Leaning against trends may be a reasonable approach to markets when we are facing a range environment, but congestion usually flourishes in low volatility. We seem to have anything but ‘low volatility’. Nevertheless, the inexperienced retail view is relentless. Among IG’s CFD traders, we find that there was a significant swell in net long interest looking to take advantage of the break through 33,000. If markets are not ready to establish a new trend, such volatility can be a stretched rubber band simply waiting to snap back. However, what if the bounce is just that – a bounce without commitment? We have the fundamental pressure and the speculative uncertainty necessary to permanently undermine the complacent ‘buy the dip’ mentality that has held out for so long across these markets.
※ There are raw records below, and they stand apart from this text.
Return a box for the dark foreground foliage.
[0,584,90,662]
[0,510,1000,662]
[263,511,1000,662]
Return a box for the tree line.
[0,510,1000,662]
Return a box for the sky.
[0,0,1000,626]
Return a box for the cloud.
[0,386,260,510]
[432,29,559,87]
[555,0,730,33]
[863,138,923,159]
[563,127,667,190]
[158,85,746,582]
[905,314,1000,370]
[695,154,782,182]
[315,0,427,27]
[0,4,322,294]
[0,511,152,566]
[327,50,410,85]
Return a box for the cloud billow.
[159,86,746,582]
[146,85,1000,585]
Chart of Dow Jones Industrial Average Overlaid with IG Net Speculative CFD Positioning (Daily)

Chart Created on

There is Also Interest Rate Expectations

With a shock to the speculative system, you’d typically expect monetary policy groups to respond with a panicked soothing message. Yet, we haven’t really seen that happen this time around. There are of course those dovish central bank members that are looking to amplify their message of restraint, but there are even more hawkish policy players that are refusing to back off of their views that tightening is a necessary evil. This past session’s volatility would have cowed any Fed official into abstaining from any thought of normalizing extreme stimulus just a few years ago, but that doesn’t seem to be the case now. In fact, FOMC board member Christopher Waller said he still sees a case for a 50 bp hike come March 16th should the data remain as pressurized as it has been over these past weeks. Fed Fund futures may not be as certain as that Waller on that big opening move, but they continue to fully price in 25 basis points next month, 21 percent probability of 50 basis points and fully 150 basis points (six standard 25bp hikes) through year’s end.

Chart of EURUSD with 100-Day SMA and 1-Day Rate of Change (Daily)
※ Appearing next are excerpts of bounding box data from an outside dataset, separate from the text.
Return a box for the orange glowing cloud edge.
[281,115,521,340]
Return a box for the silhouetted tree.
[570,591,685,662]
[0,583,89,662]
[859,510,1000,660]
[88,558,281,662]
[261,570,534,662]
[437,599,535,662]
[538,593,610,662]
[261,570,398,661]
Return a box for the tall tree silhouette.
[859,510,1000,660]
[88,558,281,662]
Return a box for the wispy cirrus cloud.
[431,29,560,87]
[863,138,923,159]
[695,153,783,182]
Chart Created on Tradingview Platform

Rate expectations in mind, fundamental traders would do well to keep an eye on the economic docket. While the situation in Ukraine can easily take over the market’s yoke, there is very explicit monetary policy insight due through Friday’s session. In particular, we are due a clear contrast on behalf of EURUSD. On tap through the coming session, we have the Eurozone consumer inflation expectations figures for February and the Fed’s favorite Personal Consumption Expenditure (PCE) consumer inflation report for January. EURUSD took a big hit this past session and it wasn’t just a reflection of the Greenback’s safe haven status and/or the Euro’s exposure to a proximate war. There is a relative monetary policy commitment being factored in. Watch this cross and watch what we do around 1.1100.